Yesterday was the funeral for grampa, I cried and cried, and cried even more. We went to the burial sight where I could cover my eyes with my giant sunglasses, but that didn't stop the tears. And the hugging of close family members doesn't help the tears stop. It was said to be at his house without him, and knowing this is the last time we will be there, they plan on selling it.
I know life will go on, but a piece of my love with stay with him always.
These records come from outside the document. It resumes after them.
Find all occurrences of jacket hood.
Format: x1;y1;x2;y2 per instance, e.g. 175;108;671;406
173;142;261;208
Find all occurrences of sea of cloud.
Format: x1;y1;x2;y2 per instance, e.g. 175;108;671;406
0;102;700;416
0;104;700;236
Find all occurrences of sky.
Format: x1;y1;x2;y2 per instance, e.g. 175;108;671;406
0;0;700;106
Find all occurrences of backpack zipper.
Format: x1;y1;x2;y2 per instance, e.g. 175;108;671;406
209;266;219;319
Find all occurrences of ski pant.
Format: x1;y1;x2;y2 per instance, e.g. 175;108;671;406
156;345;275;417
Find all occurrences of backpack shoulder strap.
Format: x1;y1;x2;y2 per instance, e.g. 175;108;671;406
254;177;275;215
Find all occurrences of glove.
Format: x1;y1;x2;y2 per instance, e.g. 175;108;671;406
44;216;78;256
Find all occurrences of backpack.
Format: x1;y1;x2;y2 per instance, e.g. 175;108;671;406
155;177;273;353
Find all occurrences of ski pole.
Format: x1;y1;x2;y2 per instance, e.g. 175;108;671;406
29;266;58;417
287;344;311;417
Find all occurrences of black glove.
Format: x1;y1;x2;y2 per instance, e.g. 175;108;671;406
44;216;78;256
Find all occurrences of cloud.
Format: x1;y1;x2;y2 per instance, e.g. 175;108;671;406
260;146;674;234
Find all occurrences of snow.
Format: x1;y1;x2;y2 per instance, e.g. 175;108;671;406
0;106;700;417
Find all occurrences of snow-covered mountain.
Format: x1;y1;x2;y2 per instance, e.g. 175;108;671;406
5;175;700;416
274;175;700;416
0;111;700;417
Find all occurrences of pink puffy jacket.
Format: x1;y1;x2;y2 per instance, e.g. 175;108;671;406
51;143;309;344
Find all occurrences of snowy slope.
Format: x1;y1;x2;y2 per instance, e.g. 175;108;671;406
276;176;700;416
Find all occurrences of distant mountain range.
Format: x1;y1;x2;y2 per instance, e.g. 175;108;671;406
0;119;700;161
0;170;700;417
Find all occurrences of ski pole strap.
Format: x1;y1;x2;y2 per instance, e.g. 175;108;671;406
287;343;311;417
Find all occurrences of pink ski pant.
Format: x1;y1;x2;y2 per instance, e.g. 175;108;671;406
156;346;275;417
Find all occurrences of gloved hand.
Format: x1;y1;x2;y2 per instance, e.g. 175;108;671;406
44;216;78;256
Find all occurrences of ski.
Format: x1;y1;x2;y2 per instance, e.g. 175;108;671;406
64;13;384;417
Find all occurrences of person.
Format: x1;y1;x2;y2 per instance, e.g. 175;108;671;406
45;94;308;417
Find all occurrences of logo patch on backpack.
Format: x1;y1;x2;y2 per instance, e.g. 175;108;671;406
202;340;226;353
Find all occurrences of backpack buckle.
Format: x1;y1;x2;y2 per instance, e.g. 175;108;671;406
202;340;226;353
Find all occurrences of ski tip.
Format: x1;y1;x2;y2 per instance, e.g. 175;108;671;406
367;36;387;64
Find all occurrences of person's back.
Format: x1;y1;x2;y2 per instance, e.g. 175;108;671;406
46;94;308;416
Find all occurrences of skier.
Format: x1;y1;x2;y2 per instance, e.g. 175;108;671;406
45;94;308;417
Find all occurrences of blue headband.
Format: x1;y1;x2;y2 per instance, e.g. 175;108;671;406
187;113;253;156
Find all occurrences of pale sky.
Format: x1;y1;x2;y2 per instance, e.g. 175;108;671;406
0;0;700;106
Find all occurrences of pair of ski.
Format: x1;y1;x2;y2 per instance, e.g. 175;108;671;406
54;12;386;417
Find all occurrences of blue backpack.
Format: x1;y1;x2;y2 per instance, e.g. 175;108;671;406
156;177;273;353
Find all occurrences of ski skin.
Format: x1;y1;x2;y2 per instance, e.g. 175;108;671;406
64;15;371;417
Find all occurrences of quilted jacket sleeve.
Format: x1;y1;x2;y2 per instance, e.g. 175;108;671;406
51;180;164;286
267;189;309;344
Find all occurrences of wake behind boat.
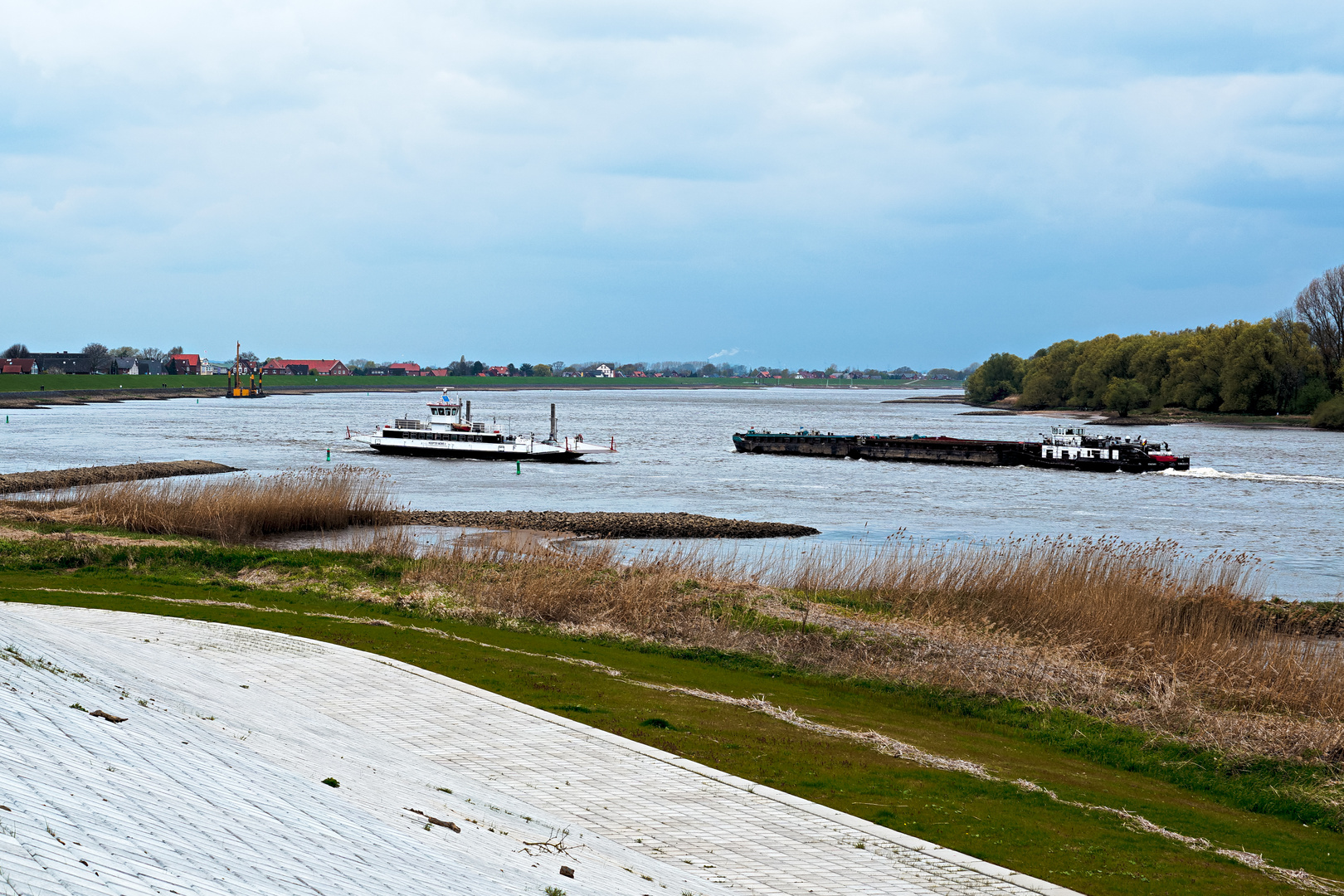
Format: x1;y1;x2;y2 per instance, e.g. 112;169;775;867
345;392;616;462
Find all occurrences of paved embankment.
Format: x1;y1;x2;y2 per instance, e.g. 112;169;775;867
390;510;820;538
0;460;239;494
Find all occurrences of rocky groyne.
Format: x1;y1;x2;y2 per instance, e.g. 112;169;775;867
0;460;239;494
388;510;820;538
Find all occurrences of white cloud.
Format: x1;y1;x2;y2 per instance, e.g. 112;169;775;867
0;0;1344;365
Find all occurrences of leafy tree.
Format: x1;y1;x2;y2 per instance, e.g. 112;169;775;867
1293;265;1344;390
1105;376;1147;416
1288;379;1332;414
1312;395;1344;430
1020;338;1078;407
965;352;1023;403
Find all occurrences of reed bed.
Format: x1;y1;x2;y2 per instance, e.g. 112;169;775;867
66;466;395;544
389;536;1344;762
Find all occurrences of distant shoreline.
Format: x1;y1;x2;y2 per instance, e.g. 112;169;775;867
0;375;954;410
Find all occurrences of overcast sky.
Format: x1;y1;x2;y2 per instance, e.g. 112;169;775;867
0;0;1344;368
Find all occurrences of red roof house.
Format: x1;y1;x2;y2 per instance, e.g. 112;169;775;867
261;358;349;376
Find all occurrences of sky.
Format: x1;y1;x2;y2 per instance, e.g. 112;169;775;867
0;0;1344;369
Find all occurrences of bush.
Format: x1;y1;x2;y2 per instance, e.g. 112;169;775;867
1312;395;1344;430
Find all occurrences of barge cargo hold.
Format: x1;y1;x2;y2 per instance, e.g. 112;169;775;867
733;426;1190;473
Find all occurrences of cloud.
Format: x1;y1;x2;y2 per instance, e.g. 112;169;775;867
0;0;1344;367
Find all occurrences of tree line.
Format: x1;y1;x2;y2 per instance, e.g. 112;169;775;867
965;266;1344;416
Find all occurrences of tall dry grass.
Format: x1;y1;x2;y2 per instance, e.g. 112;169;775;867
752;538;1344;718
69;466;395;543
392;538;1344;757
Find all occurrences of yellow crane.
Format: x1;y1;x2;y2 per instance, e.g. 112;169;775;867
227;343;266;397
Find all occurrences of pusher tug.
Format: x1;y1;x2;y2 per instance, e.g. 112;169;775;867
345;392;616;462
733;426;1190;473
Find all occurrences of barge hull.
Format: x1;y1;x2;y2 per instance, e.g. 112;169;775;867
733;432;1190;473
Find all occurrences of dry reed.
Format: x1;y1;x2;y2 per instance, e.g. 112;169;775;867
66;466;394;543
389;536;1344;759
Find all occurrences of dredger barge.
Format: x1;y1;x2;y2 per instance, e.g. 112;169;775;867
733;426;1190;473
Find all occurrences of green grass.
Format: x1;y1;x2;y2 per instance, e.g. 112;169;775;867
0;528;1344;896
0;373;228;392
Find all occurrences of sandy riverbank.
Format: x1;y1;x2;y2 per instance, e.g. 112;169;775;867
0;460;239;494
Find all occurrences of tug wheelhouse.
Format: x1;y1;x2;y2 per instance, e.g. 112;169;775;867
347;391;616;460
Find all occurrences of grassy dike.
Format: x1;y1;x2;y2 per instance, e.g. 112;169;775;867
0;527;1344;896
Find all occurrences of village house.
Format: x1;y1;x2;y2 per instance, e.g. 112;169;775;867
31;352;93;373
168;354;200;375
261;358;349;376
0;358;37;373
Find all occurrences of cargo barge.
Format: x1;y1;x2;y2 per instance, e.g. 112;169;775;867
733;426;1190;473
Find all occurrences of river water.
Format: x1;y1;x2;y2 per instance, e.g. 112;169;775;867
0;388;1344;599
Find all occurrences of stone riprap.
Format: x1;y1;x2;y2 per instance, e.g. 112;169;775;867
390;510;820;538
0;603;1071;896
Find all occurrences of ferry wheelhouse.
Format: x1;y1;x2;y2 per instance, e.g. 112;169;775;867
345;392;616;462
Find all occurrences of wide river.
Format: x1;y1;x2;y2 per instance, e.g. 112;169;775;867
0;388;1344;599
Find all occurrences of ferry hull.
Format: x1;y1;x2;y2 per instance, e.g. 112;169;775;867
370;441;583;464
733;432;1190;473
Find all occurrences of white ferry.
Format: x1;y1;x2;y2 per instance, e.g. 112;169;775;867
345;392;616;460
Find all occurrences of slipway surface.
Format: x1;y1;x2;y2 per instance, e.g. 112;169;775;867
0;603;1071;896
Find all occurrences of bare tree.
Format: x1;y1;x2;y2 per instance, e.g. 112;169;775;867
1293;265;1344;391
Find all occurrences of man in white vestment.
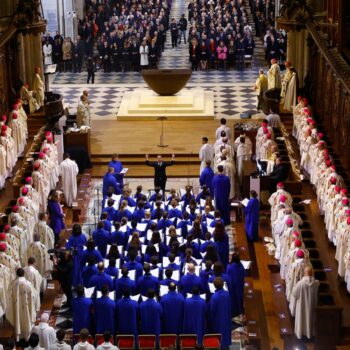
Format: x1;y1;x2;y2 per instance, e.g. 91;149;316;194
60;153;79;207
215;118;231;140
292;267;319;339
6;268;40;341
34;213;55;249
23;256;43;294
199;137;214;174
33;67;45;107
267;58;281;90
32;313;56;349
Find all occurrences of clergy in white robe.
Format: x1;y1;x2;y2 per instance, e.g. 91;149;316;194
33;67;45;107
32;313;56;349
236;136;253;185
267;58;281;90
34;213;55;249
215;118;231;140
60;153;79;207
292;267;319;339
199;137;214;174
6;268;40;341
23;256;43;294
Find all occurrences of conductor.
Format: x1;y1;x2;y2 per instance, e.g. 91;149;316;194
145;154;175;191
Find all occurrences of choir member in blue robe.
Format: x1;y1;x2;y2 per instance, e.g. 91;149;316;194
95;285;116;334
114;266;136;299
140;289;163;339
80;239;103;268
101;198;117;221
124;249;143;281
92;221;109;258
108;154;124;186
226;254;245;317
105;258;119;278
102;167;122;197
199;160;214;196
48;191;66;240
81;257;98;288
136;263;159;296
72;285;93;334
160;267;178;286
213;165;231;225
179;263;202;297
66;224;86;287
183;287;207;346
244;190;260;242
89;262;113;292
117;289;139;341
160;282;185;334
208;277;232;350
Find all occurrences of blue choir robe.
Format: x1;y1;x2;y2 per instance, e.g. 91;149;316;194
213;174;231;225
244;198;260;242
105;266;119;278
80;249;103;268
66;234;86;287
102;173;122;197
108;160;124;186
183;295;207;345
95;296;116;334
140;299;163;336
117;297;139;340
102;206;117;221
114;277;136;299
114;209;132;222
199;167;214;195
124;261;143;281
226;262;245;317
89;272;113;291
208;289;232;349
72;297;93;334
81;265;98;288
179;273;202;297
160;291;185;334
136;274;159;296
160;278;179;286
92;228;109;258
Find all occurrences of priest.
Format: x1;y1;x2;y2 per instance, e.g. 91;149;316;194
212;165;231;225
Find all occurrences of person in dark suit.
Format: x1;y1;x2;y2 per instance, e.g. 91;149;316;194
270;158;289;193
146;154;175;191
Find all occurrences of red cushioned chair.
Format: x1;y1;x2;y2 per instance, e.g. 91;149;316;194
95;334;114;346
138;334;156;350
203;334;221;350
73;334;94;345
179;334;197;350
117;334;135;350
159;334;177;349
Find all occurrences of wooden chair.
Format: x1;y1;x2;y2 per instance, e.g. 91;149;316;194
179;334;197;350
138;334;156;350
159;334;177;349
117;334;135;350
203;334;221;350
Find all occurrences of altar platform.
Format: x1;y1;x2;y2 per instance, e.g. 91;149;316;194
117;89;214;120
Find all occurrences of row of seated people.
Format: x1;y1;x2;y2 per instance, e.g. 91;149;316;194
0;99;28;189
64;183;245;348
188;0;255;70
293;97;350;292
267;183;319;339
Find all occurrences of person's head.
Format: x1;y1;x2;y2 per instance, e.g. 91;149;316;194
56;329;66;342
79;328;90;343
28;333;39;348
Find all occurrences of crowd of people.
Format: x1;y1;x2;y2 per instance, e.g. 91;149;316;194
267;182;319;339
293;97;350;292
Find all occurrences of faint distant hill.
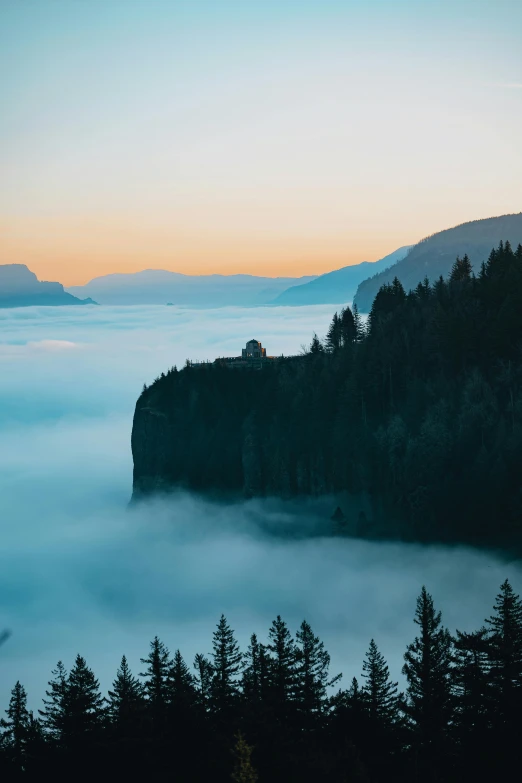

We arrived home last night, after the funeral and family gathering, to reclaim our children. They were as wild as could be, that's normal when we arrive home. Ben some how got in trouble with dad, and Ben said dad broke his foot. For the next hour Ben proceeded to hop on one foot all through the house. Ben asked if dad could be "in trouble" for hurting him, "he needs to have something taken away." I told Ben I would talk to dad later. Ben managed to hop into the livingroom where he leaned on the end table, and crasssssh! The circular glass top of my beautiful end table crashed to the wood floor and shattered. ( I was ready to cry, again). Seconds passed, as I realized I couldn't get to mad because about 2 months ago I dropped the oval top to the glass coffee table and crash; although I cut myself also. Ben was not hurt, just stunned. I yelled for Brian to help as Ben and Anna were in the livingroom and I didn't want them to walk in it. Ben's poor face was covered in fear when dad came walking in, here comes for conquences. We were home for maybe an hour and he was already in trouble again. At least these shattered pieces were easier to pick up.